You manage a team of content creators and you’ve decided to embrace structured authoring. Congratulations!

Perhaps you’ve heard that a structured environment will help your team create content that is consistent, modular, and reusable. Maybe your manager told you to implement structure because they heard a writer spent 30 hours fixing the same sentence in 1200 different documents. Or, maybe you’ve realized just how difficult it is to use existing content when it’s covered in formatting and mixed in with irrelevant text. Whatever the reason, you’re in for quite a ride, and most importantly, you’re not alone. 

Over our 27 years in business, we’ve helped many companies move to a structured environment. Inevitably, we find that most content creators experience a variety of emotions at being forced to change the way they do their job. In this blog post, I describe the eight stages of grief that you may feel during your transition to structure:

  1. Fear
  2. Anger
  3. Denial
  4. Acceptance
  5. Confusion
  6. Despair
  7. Contact Content Rules
  8. Celebration

Stage 1: Fear

Components? Topics? No formatting? What is this? 

This seems like a BIG change. You’re not sure if you or your team will be able to adapt. What if you misconfigure the tools and your content ends up in a big unusable mess instead of segmented into tagged, reusable chunks? You might just end up confusing everybody. But deep down, you know that it’s the right decision and you shouldn’t delay much longer. 

Stage 2: Anger

You are not just a content creator, you are an artist. You manage a team of amazing free spirits and you will not let them be bound by the constraints of “content models” or “standardized terminology.” This whole move to structure is a ridiculous proposition. And how do you know that this “structured authoring” system will fix anything, anyways? Not to mention, getting everything set up is going to be SO much work

Stage 3: Denial

Given these thoughts, you think you should just keep doing things the way they’ve been done. Structured authoring is probably overrated and you probably don’t need it. You know what you’re doing and the team is so awesome – we just need more “alignment.” An offsite would be less work and more fun than trying to implement “sTrUcTurE.” We just need to agree on how we’ll do things and everything will work out in the end… right?

Stage 4: Acceptance

There’s no getting around it… every day you wait to implement structure, dozens of mismatched and inaccurate PDFs are being produced and uploaded to an unnavigable documentation site. Writers are wasting hundreds of valuable hours fixing one thing across hundreds of documents, when they could be working on new content instead. It will be hard, but the quality, consistency, searchability, and overall flexibility of a structured environment will be well worth it. And when you start translating, you know you’ll save tons of money.

Stage 5: Confusion

All right – you’ve got your tools, you’ve read the books, you understand that you need to strategize… but this is really complicated. Should these two sentences be a component, or the whole paragraph? The team understands that they need to tag every piece of content they write, but you keep catching people creating content that already exists. You know you need some sort of real taxonomy and metadata strategy to keep your content organized and searchable, but where do you start? 

Stage 6: Despair

This was all a mistake. Who decided this was a good idea? You should have known that this would be a disaster. You have this system, you understand how it is supposed to work, but it’s just not. Maybe you need a different tool… but you’ve invested so much time and money getting the vendor-approved and the tool set up, you can’t afford to switch right now. How do you fix this?

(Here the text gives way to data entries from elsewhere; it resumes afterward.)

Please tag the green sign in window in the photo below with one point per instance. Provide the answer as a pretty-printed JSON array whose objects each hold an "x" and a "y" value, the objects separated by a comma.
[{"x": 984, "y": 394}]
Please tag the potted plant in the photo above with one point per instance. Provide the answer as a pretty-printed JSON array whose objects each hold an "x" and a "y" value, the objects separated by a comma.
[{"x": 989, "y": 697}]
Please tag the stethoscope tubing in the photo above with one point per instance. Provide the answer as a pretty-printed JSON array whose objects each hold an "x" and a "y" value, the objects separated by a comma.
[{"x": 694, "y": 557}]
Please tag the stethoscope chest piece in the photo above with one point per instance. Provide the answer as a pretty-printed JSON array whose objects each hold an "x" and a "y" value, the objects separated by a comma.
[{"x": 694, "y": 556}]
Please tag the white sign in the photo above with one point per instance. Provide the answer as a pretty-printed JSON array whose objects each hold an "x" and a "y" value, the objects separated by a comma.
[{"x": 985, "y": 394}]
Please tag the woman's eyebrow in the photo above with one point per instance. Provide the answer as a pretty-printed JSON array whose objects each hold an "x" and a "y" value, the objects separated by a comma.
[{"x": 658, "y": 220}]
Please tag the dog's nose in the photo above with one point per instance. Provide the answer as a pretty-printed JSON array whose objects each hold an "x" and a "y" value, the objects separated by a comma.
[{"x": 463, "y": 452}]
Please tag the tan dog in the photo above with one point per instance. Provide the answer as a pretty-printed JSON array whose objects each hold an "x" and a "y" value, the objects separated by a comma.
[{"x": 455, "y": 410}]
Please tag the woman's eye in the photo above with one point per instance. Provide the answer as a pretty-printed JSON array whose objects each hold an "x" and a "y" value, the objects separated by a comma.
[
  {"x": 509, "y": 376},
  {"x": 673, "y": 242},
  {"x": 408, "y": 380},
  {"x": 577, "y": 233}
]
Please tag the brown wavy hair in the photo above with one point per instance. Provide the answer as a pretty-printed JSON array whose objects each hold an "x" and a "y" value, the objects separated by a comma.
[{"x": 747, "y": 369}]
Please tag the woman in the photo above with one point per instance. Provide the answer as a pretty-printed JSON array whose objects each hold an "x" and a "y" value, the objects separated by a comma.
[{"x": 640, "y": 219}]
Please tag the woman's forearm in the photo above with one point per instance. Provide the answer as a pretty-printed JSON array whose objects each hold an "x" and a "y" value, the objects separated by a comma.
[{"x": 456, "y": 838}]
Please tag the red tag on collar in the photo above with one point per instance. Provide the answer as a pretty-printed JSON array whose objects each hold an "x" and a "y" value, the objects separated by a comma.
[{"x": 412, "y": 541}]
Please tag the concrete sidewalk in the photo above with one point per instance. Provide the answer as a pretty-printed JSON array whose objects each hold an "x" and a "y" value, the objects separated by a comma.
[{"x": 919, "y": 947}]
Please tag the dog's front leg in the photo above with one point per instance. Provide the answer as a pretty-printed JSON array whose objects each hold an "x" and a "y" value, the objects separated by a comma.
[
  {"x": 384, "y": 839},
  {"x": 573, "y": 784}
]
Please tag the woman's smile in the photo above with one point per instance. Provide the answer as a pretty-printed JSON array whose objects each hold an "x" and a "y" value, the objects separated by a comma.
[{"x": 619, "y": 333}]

Stage 7: Contact Content Rules

Another content professional tells you to check out Content Rules. After reading a few blog posts and watching Val’s webinars, you know you’ve found the help your team so desperately needs. 

You’ve been working with Content Rules for a while and have gained a clear vision for your content. You understand the steps you need to take to succeed. Your team has been trained by Content Rules on how to write in a structured environment. You have the confidence to continue developing your content strategy as time goes on. Thanks to your engagement with Content Rules, your writers feel more comfortable and confident than ever. They know that they are creating content efficiently and consistently.

Stage 8: Celebration

Your structured content ecosystem is functional and efficient. The effects are noticeable. Your company’s live support team is receiving a fraction of the calls it did before your help site was searchable and consistent. Sales have gone up as the brand messaging has become more cohesive. And now that you’re expanding into a global market, you are patting yourself on the back every time a bill for bulk translation shows thousands of affordably translated exact matches. 

You understand that as long as your company is growing and innovating, the content needs to grow and innovate along with it. The most painful part is over. You know that you must continue evolving your content models, taxonomy, and metadata in order to keep up with the rest of the business. At the end of the day, you look forward to tackling upcoming obstacles, instead of spending hours changing one identical line in thousands of documents. 

You take your team out for a celebratory offsite. Well done!